Szabad Föld
- Type: Weekly newspaper
- Owner(s): Central European Press and Media Foundation
- Founded: 1945; 80 years ago
- Language: Hungarian
- Headquarters: Budapest
- Country: Hungary
- Circulation: 32,037 (2023)
- ISSN: 0133-0950
- Website: www.szabadfold.hu

= Szabad Föld =

Weekly newspaper in Hungary

Szabad Föld (/hu/, Free Land or Soil) is a weekly newspaper published in Budapest, Hungary. The paper has been in circulation since 1945.

==History and profile==

Szabad Föld was established in 1945. The paper is published on a weekly basis and appears on Fridays. It was the organ of the People's Patriotic Front and of the working peasantry during the communist rule in Hungary.

In the late 1990s the Attila József Foundation was the co-owner of Szabad Föld. The Geoholding media group became the owner of the weekly in July 2004 when it purchased paper's owner, Book Publisher Rt. Its publisher was Szabad Lap Publisher Kft.

Szabad Föld became part of the Central European Press and Media Foundation in 2018 which is close to the Hungarian Prime Minister Viktor Orbán. The foundation acquired the paper from László Puch.

The headquarters of Szabad Föld is in Budapest. However, its target audience is non-urban people, and it mostly covers local and agricultural issues. In fact, the paper was called as peasants' newspaper or countryside weekly during its initial phase. At that time the paper financed winter-evening lectures in the country.

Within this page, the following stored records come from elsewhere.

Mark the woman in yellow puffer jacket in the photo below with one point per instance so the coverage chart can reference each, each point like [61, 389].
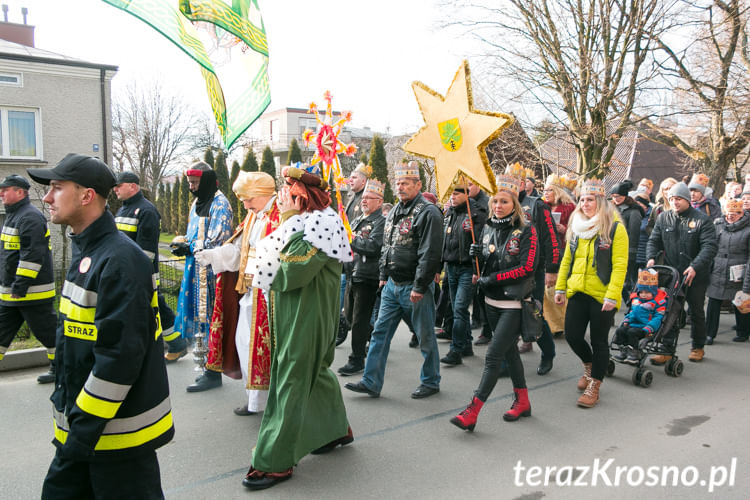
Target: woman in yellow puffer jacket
[591, 281]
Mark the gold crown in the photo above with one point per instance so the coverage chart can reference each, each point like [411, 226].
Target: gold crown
[562, 181]
[375, 187]
[363, 169]
[734, 206]
[648, 278]
[701, 179]
[593, 187]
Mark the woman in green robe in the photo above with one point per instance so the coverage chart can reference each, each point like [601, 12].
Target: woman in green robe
[300, 263]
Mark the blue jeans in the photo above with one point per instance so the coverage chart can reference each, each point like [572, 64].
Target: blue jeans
[394, 302]
[462, 293]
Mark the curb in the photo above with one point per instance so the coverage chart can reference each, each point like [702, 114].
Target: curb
[24, 358]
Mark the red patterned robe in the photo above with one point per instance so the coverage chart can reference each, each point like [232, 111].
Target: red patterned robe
[230, 289]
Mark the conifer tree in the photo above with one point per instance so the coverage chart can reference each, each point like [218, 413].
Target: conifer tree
[295, 154]
[267, 164]
[380, 166]
[222, 173]
[208, 157]
[236, 203]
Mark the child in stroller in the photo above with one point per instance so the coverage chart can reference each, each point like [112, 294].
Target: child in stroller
[647, 309]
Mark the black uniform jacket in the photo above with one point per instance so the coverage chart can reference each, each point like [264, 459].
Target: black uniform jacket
[687, 239]
[25, 257]
[140, 220]
[412, 243]
[111, 397]
[367, 244]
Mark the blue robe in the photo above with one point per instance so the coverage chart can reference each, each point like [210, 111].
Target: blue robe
[214, 230]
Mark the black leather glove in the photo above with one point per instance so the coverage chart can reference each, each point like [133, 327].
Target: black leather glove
[486, 282]
[180, 249]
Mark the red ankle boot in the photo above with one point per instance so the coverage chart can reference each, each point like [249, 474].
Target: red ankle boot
[520, 407]
[467, 419]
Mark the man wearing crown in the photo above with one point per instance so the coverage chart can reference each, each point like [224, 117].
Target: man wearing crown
[410, 260]
[239, 343]
[357, 181]
[538, 214]
[687, 239]
[364, 273]
[699, 198]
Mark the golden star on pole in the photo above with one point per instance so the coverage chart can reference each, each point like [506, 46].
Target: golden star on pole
[455, 134]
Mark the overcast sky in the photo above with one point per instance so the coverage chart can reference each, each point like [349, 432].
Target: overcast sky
[366, 53]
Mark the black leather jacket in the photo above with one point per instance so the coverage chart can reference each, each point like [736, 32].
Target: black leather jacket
[687, 239]
[412, 243]
[509, 255]
[458, 231]
[367, 243]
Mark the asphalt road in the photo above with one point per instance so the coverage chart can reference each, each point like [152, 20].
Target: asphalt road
[692, 429]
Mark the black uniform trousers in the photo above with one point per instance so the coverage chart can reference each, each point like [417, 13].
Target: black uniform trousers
[359, 303]
[136, 477]
[41, 318]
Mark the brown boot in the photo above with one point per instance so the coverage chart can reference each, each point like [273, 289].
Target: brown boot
[590, 396]
[583, 382]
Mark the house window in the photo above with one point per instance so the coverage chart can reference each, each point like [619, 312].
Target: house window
[20, 136]
[11, 79]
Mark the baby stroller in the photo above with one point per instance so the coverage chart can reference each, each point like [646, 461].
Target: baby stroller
[664, 340]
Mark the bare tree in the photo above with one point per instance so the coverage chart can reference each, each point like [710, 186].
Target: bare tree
[148, 131]
[575, 58]
[709, 118]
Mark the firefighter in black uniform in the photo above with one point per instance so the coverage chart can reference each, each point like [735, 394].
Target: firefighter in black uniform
[111, 401]
[140, 220]
[27, 285]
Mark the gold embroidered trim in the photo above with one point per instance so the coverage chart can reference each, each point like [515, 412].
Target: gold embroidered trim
[299, 258]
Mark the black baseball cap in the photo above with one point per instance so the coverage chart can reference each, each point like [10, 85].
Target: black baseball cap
[86, 171]
[127, 176]
[15, 181]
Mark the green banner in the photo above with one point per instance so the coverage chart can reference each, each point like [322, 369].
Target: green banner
[228, 40]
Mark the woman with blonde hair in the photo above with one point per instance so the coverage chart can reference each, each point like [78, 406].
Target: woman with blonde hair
[557, 196]
[662, 202]
[591, 278]
[508, 254]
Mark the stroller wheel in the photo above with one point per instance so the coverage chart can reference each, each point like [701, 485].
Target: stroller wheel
[637, 376]
[646, 378]
[610, 368]
[677, 368]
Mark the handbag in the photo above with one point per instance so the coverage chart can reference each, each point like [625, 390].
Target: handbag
[531, 320]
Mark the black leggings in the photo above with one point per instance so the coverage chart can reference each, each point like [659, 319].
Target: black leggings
[585, 311]
[504, 345]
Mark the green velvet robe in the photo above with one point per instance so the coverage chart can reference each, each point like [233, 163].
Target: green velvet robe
[305, 408]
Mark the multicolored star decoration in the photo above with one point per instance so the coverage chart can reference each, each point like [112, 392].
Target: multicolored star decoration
[455, 134]
[328, 147]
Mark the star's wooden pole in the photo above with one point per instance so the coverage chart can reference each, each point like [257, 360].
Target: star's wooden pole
[471, 222]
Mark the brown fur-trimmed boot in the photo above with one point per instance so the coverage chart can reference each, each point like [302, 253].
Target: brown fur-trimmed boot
[583, 382]
[590, 396]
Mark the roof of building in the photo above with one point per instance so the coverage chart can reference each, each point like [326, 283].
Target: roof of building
[19, 52]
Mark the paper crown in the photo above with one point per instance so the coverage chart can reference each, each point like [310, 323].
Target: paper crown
[406, 170]
[562, 181]
[701, 179]
[734, 206]
[511, 178]
[375, 187]
[363, 169]
[648, 277]
[594, 187]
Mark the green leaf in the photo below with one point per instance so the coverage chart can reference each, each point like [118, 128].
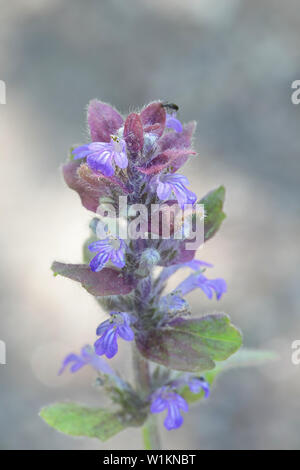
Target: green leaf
[108, 281]
[214, 215]
[77, 420]
[191, 345]
[243, 358]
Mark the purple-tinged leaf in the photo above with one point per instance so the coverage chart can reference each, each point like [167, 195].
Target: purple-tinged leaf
[154, 118]
[133, 133]
[105, 282]
[178, 140]
[103, 121]
[191, 345]
[214, 215]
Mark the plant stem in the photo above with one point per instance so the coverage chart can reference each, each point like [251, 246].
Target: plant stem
[143, 386]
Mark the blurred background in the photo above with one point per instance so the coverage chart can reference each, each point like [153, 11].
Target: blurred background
[228, 64]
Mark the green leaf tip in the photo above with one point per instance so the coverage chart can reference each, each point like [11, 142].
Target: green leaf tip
[74, 419]
[192, 345]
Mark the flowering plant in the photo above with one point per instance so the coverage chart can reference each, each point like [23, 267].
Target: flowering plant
[176, 356]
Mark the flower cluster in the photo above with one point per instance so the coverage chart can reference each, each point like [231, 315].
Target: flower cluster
[139, 157]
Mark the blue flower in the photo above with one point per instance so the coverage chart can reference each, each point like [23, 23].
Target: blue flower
[109, 330]
[86, 357]
[173, 123]
[166, 399]
[109, 249]
[198, 383]
[174, 183]
[100, 156]
[207, 285]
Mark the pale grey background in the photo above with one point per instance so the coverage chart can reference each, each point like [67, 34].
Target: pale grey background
[229, 64]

Lajos Feher served as the editor-in-chief of Szabad Föld. As of 2010 its editor-in-chief was László Horváth.

==Circulation==
In 1976 Szabad Föld sold 350,000 copies. Its circulation was 176,385 copies in 2002. In 2003 the weekly had a circulation of 160,000 copies. The paper sold 115,326 copies in 2009, making it the second most read weekly in the country. The circulation of the paper was 82,261 copies in 2013. It sold 60,000 copies in 2018. Its circulation decreased to 37,859 in 2022.